Hence, Bibi's decision to get serious. Someone had to.

Netanyahu's judgment call was likely confirmed upon his return, if he flipped on the news and watched any of Obama's Sept. 9 health care speech. In a strange and unprecedented act, Obama called a Joint Session of Congress to upbraid the Republican minority for its opposition to the president's health care reform plan.

Joint Sessions of Congress are almost exclusively reserved for presidential inaugurations, wartime addresses by the president, the counting of electoral votes after a presidential election, memorials for deceased presidents, and addresses by foreign heads of state. They are always called -- and this includes Bill Clinton's health care address -- to encourage bipartisanship and to attempt to unify a body politic.

And so, what must foreign leaders have thought watching Obama that night, tetchy and querulous, snappish and vague, with flashes of anger aimed at a near-powerless minority party over a domestic policy dispute?

Almost assuredly they thought there was a dearth of both experience and leadership in Washington, and Netanyahu and Putin adjusted accordingly.

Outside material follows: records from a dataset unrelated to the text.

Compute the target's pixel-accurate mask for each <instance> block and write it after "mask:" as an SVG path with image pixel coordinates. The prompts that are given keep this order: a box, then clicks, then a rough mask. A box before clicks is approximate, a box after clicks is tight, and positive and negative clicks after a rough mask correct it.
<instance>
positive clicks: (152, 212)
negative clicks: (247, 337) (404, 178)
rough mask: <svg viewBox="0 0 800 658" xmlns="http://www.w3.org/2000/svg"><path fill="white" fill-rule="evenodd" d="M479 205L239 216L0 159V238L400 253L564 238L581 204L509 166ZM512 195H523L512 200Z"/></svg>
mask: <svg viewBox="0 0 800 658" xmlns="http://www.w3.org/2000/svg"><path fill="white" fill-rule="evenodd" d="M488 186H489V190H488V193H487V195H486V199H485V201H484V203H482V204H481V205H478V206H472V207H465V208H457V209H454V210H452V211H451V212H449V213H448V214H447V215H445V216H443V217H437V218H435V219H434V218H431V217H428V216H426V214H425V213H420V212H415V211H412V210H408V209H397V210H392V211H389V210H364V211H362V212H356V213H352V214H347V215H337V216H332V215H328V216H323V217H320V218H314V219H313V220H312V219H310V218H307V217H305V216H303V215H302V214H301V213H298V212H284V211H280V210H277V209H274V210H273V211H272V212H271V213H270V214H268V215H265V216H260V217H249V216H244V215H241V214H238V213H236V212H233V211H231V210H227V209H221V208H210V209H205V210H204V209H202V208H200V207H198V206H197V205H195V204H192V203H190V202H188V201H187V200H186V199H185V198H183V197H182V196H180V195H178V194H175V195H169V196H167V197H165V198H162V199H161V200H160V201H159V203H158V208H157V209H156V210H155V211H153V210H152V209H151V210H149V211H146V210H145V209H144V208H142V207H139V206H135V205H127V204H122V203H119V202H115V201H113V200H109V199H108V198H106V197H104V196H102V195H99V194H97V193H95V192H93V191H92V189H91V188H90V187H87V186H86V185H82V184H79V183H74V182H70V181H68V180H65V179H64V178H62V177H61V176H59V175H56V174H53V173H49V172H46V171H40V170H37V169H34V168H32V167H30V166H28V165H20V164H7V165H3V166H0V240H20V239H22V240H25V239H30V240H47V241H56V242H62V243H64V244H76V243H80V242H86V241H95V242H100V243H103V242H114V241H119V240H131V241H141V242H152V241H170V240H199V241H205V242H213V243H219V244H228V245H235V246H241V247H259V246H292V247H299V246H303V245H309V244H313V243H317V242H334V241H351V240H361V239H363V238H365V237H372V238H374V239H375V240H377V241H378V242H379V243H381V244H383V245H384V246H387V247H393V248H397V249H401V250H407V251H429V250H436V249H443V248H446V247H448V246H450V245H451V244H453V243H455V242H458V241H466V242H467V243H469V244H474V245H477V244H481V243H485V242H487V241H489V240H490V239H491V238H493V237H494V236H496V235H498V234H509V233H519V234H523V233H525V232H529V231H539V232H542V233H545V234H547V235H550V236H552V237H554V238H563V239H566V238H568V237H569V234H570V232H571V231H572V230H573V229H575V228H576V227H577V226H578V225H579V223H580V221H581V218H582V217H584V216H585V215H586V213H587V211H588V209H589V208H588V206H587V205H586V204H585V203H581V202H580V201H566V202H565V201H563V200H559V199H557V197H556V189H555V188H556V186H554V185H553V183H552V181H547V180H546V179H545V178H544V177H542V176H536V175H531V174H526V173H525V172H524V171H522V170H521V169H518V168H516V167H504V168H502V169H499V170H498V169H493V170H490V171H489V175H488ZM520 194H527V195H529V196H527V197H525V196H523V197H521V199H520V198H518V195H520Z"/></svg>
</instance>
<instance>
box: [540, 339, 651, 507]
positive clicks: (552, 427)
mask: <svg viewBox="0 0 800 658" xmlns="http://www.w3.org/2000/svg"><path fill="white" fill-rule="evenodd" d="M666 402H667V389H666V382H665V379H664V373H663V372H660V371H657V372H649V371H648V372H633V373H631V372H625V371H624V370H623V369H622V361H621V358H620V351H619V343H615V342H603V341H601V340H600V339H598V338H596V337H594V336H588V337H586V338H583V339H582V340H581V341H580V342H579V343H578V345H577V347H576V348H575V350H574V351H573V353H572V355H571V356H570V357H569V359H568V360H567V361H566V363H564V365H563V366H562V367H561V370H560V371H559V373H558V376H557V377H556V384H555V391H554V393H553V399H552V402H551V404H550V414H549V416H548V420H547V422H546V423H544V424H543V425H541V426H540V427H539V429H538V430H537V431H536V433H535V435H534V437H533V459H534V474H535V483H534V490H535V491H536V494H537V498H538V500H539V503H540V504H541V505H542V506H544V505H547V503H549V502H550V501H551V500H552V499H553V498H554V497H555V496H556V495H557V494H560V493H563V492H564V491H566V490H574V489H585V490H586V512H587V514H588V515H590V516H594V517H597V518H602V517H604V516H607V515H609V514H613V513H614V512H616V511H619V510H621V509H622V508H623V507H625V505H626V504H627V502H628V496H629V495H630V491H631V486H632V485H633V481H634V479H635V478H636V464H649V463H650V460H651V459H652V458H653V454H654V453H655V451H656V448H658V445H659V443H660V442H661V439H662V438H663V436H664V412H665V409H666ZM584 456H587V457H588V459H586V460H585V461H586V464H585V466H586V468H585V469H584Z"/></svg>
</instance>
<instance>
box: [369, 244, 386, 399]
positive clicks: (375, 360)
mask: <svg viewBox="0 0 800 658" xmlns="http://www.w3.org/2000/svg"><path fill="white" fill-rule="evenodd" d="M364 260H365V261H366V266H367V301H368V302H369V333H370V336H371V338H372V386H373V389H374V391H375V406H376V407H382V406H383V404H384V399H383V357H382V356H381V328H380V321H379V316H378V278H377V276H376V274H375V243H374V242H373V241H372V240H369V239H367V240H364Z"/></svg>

In that case, what precisely did Netanyahu and Putin/Medvedev discuss? We can only guess at this point, but the smart money is on more than just the ship carrying S-300 missiles. Because it produces an air defense system far superior to anything the Iranians currently possess, Russia holds a degree of power and influence in the Mideast that must be as intoxicating as the Kremlin's finest vodka to them.

They haven't had this kind of clout in the region -- or anywhere outside the motherland -- in a long time. A simple acknowledgement of this by Bibi would probably begin to move the Russians in the right direction.

I imagine Netanyahu's conversation with Putin was a classic man-to-man. Bibi would have said: "Comrade, you and I are the ones who will decide what the future of the Middle East will look like. We can be as adversaries -- I can order my air strike against your defense systems protecting the Iranian installations. Or, you can withhold the missiles from Iran. The Israeli Air Force will win either way. The only question is: whose side will you be on?"

What would Putin get out of standing back and letting the Israeli air strike go forward? The Russians would be able to tell the West that, while the U.S. took a pass, Russia actively prevented nuclear proliferation in the Middle East. Russia would have its power back, and get in the good graces of the West by actually doing something helpful.

Of course, I don't recommend trusting Putin's word. If the West is to save itself this time, men of action will be needed.

Bibi is apparently the only such head of state in the West right now. And -- with or without the U.S., with or without Europe -- he won't do this alone.

Seth Mandel is the managing editor of The Jewish State.